Conticinio, la hora bruja
- Miguel Marqués
- 11 jun 2021
- 2 Min. de lectura
El silencio de la noche se vive de verdad en los pueblos de montaña, lejos del murmullo del tráfico y del arrullo de las olas del mar. En las noches despejadas, de las estrellas brota un silencio que parece provenir de algún lugar más allá de nuestros pasos.
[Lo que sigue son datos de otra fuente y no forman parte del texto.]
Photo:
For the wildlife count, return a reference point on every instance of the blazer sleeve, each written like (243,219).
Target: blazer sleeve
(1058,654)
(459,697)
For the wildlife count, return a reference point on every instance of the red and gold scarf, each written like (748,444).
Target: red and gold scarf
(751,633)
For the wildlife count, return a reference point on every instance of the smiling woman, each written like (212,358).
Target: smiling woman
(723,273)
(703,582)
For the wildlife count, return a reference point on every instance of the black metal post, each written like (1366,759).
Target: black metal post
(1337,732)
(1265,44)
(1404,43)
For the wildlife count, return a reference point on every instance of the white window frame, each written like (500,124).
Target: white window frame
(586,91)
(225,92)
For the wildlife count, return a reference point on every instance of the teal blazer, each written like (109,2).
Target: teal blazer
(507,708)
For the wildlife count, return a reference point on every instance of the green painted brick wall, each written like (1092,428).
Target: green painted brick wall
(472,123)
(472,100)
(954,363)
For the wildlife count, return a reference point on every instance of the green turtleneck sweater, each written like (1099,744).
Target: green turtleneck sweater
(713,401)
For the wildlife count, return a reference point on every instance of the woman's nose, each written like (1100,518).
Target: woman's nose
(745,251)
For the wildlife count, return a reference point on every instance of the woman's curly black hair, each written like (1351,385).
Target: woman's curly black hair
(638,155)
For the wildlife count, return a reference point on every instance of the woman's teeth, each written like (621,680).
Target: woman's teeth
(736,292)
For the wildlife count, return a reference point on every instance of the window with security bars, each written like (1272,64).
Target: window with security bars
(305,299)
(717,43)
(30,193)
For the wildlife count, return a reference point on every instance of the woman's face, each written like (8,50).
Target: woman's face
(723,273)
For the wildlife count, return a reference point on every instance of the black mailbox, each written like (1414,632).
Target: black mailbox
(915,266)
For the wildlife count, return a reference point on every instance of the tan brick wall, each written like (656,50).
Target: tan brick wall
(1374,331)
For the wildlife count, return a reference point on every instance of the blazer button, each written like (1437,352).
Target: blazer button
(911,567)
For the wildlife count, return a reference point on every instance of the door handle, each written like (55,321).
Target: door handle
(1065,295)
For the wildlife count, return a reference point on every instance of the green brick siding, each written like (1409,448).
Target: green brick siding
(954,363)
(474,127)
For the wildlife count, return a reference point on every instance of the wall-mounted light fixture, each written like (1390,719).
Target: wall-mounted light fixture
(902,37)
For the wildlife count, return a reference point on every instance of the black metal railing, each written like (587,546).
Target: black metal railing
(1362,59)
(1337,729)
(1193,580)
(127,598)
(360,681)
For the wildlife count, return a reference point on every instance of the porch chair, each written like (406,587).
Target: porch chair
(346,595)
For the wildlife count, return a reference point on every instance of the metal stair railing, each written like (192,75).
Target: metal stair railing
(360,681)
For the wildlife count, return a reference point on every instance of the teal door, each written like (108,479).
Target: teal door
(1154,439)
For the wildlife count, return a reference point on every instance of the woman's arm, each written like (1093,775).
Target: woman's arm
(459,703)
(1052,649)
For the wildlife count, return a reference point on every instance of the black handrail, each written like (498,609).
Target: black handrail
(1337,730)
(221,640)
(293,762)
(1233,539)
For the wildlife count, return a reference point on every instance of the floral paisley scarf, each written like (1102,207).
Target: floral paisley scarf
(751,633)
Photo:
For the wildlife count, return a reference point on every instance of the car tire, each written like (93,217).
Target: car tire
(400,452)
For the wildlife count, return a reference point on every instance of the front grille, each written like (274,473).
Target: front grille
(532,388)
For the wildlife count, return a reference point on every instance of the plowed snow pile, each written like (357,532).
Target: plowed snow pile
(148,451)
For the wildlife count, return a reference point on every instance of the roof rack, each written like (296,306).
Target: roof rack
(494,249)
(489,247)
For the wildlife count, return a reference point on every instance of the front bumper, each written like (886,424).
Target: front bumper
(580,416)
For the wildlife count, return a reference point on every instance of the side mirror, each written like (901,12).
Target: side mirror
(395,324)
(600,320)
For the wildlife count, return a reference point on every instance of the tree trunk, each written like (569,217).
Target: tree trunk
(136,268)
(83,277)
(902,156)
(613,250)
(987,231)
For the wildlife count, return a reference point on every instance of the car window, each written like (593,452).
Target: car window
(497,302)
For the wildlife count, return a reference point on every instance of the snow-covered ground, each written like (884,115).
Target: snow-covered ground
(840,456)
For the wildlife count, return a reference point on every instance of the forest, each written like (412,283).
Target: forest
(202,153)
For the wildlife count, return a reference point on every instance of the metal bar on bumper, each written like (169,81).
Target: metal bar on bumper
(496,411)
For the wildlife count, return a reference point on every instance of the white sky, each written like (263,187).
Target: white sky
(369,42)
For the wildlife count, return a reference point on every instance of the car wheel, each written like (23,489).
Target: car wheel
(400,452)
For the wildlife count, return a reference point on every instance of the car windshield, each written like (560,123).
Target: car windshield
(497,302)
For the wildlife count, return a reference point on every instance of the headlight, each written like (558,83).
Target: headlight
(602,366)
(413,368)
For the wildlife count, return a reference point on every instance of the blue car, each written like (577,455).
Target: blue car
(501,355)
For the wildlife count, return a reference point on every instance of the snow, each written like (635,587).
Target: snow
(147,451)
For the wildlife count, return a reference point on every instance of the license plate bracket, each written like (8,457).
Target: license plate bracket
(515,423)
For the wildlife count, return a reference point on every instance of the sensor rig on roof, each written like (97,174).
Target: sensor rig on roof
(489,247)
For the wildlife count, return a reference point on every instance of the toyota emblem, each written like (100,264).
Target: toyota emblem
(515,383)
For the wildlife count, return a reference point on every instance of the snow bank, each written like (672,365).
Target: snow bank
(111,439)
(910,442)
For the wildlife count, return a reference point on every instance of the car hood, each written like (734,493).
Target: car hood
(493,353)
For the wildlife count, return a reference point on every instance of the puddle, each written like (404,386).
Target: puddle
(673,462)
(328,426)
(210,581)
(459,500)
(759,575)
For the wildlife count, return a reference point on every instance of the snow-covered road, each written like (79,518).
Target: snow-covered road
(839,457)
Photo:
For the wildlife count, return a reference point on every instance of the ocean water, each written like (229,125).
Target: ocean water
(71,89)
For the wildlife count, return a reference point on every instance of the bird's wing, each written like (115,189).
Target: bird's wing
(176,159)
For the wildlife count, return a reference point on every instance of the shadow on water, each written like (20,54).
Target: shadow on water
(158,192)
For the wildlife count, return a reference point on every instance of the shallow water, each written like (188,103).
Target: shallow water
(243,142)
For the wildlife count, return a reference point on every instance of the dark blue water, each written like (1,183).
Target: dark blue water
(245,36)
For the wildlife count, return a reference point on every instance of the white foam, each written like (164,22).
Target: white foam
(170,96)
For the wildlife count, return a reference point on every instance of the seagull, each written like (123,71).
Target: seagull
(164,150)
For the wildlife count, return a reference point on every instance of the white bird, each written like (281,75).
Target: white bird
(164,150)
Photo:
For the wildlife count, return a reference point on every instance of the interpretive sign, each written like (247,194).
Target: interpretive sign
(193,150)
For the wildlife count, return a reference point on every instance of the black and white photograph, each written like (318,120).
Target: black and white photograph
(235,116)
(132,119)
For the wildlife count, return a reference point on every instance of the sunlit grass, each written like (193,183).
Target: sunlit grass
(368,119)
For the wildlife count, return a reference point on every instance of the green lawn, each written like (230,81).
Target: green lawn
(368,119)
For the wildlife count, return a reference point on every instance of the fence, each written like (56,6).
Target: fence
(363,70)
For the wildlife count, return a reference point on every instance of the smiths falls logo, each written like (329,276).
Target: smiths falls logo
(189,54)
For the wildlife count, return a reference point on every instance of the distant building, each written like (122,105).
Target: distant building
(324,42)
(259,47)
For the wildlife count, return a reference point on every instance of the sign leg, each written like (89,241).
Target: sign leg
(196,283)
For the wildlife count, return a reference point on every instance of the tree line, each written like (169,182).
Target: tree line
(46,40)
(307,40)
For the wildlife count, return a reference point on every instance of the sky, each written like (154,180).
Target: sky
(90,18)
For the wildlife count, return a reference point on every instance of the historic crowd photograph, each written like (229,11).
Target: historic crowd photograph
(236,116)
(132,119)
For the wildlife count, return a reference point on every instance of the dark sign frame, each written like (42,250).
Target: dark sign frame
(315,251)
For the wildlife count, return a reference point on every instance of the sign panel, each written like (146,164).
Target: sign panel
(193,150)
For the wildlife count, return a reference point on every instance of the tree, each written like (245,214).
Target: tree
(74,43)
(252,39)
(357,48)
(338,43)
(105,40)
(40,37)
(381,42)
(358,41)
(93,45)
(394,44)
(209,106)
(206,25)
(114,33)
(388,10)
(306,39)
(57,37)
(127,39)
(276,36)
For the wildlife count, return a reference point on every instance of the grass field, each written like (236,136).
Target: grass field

Recuerdo las noches de mi adolescencia en aquella aldea. Las casonas blasonadas del centro histórico acallando mis pasos en los portones de madera. Si alargaba la última copa, cuando cruzaba la Plaza Mayor de vuelta a casa el silencio solía ser mi único compañero. Era el conticinio, el vértice en el que la noche se parte antes de engendrar un nuevo día.
Un sábado salí borracho y cantarín de la única discoteca del pueblo. Para cuando llegué a la plaza, el río cercano la había invadido con una niebla espesa y mantecosa. Al silencio de la noche se unía tan solo el sonido amortiguado de mis pasos. El halo azulado de la bruma envolvía todo.
Me paré desorientado, me sentía en alguna otra dimensión. Sin asidero y sin ver hacia donde me dirigía estuve a punto de echarme al suelo y seguir a gatas.
Uno no sabe bien cuando la realidad se rompe y pasa un umbral de hierro a otro mundo. Este en el que me vi inserto sin previo aviso parecía blando, azul y confuso. En un momento el mundo se fragmenta y gira. Por los resquicios surgen fantasmas.
Fue entonces cuando un jirón de nube se desprendió y pude ver la torre de la iglesia. Quizá todo fuera mi imaginación. El reloj del ayuntamiento comenzó a sonar. Eran las tres de la mañana. Respiré aliviado y seguí mi camino.
No me percaté en ese momento de que las agujas del reloj habían comenzado a moverse en el sentido opuesto al acostumbrado.